The city of Portland may burnish its green reputation with a carbon tax on new housing that merely meets the building code, and payments...

The Associated Press

PORTLAND, Ore. — The city of Portland may burnish its green reputation with a carbon tax on new housing that merely meets the building code, and payments to builders of houses that are extra efficient with energy.

The plan would charge builders whose houses meet Oregon's requirements for energy efficiency. Builders whose houses are 30 percent more efficient than the code requires would escape the fee. Builders could get cash back if their houses are at least 45 percent more efficient.

The proposal would also require sellers of existing houses and commercial buildings to give buyers the results of energy audits.

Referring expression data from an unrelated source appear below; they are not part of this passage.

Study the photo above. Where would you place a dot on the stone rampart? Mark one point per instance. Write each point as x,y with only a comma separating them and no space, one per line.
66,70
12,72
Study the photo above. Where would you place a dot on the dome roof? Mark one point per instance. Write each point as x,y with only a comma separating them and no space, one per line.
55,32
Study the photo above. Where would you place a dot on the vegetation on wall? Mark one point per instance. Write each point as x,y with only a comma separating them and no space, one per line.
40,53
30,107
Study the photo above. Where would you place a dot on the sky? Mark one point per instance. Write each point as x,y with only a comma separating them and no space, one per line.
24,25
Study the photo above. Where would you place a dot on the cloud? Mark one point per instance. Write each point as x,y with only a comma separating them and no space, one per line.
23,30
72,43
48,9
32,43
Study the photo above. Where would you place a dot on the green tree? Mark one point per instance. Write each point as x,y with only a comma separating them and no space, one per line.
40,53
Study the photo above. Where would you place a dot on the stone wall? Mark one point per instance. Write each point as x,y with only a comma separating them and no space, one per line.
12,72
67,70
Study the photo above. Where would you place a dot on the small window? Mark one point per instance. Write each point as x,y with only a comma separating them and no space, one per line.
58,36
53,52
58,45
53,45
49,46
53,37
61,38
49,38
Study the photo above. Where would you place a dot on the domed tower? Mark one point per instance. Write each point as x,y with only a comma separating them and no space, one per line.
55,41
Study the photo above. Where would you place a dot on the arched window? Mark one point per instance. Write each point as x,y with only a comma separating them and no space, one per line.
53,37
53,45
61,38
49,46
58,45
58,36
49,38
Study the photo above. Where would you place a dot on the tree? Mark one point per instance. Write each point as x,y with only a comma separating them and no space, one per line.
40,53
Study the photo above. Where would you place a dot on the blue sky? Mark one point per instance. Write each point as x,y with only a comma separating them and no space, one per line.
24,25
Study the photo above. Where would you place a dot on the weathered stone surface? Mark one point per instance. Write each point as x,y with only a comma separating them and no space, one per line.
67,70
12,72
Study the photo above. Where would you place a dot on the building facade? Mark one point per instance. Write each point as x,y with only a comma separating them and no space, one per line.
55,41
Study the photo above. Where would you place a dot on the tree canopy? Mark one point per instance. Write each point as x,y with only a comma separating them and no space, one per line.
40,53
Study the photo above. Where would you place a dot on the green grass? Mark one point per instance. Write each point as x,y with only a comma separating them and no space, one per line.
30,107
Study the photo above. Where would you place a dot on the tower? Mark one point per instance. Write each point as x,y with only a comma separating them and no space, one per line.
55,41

"This is obviously an ambitious and potentially controversial undertaking, but with the new urgency and call to action on issues around global warming, this is the type of policy that Portland needs to be a leader," City Council member Dan Saltzman told The Oregonian newspaper at a Chicago conference on green building.

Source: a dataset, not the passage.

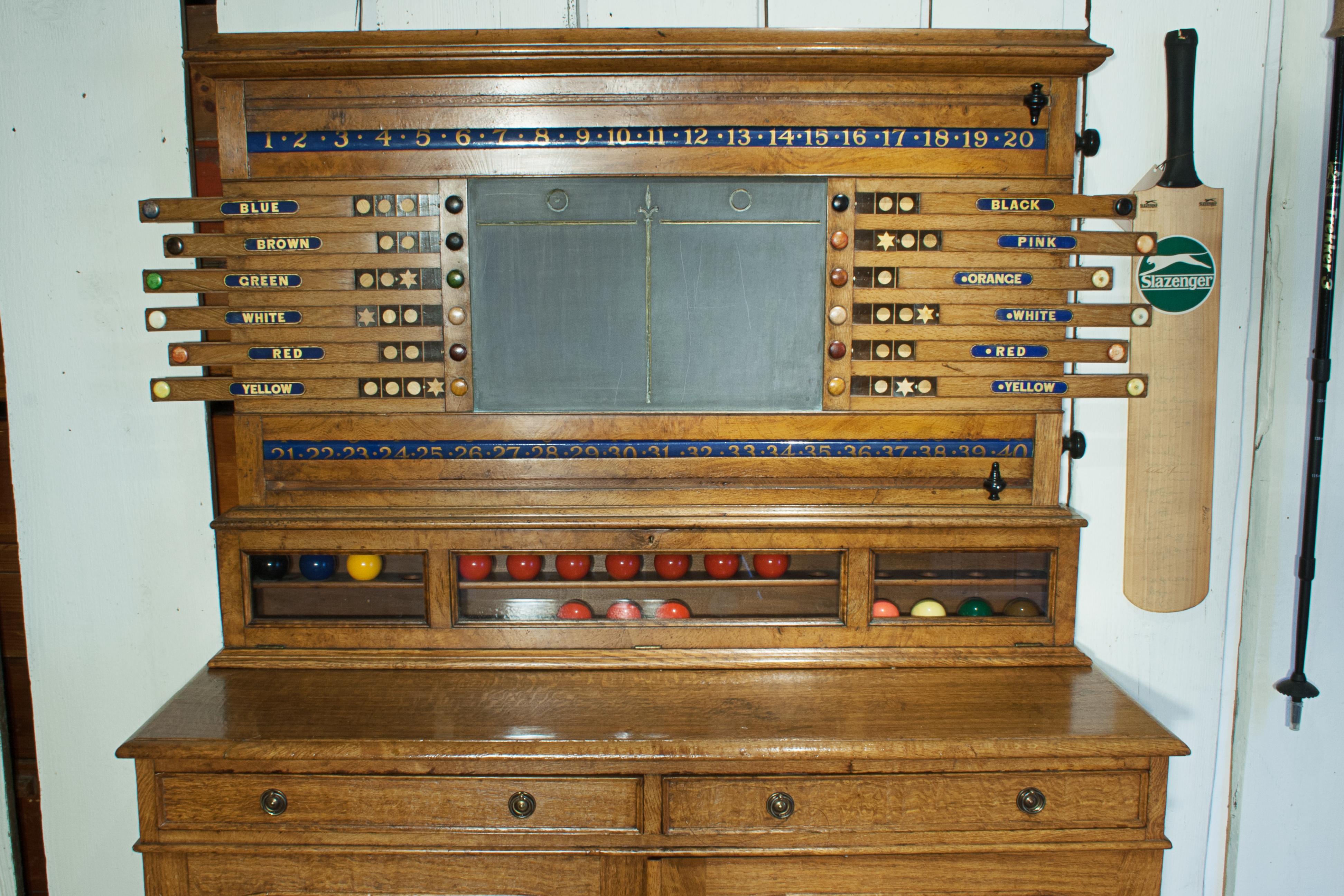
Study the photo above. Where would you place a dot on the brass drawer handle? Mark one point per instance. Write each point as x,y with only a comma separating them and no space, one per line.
780,805
1032,801
522,805
273,802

No figures on the tax and payments were released. On the city's Web page, the city's Office of Sustainable Development said details would be released in mid-November, and the proposal is expected to go before the City Council next year.

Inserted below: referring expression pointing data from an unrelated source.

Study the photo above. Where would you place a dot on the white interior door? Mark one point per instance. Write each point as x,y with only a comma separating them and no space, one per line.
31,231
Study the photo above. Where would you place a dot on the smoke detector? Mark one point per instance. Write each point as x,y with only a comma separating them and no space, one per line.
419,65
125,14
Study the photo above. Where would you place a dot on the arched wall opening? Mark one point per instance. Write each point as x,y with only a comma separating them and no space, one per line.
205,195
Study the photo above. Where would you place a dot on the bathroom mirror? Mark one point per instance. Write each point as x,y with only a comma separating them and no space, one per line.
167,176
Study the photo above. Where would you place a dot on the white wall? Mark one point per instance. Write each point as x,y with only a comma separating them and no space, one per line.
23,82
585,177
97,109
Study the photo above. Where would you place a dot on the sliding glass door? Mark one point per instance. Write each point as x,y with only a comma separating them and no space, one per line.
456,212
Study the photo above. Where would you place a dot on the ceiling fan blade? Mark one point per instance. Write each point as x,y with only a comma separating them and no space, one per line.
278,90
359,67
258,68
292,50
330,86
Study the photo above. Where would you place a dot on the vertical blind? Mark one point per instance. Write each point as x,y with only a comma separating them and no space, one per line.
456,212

Mayor Tom Potter and a leader of one major Portland developer, Gerding Edlen, endorsed the idea, but leaders in the home-building business criticized it.

"There is no way the home builders will ever support a mandated program," said Jim McCauley, vice president of government affairs for the Homebuilders Association of Metropolitan Portland.

Randy Sebastian, president of Renaissance Homes of Lake Oswego, said a fee-based system seemed "heavy handed" when his company already incorporates green methods in many homes and offers options such as solar panels and tankless water heaters.

"There's more green building going on in Portland, Oregon, than anywhere, and there's not a mandate now," he said. "What's broken?"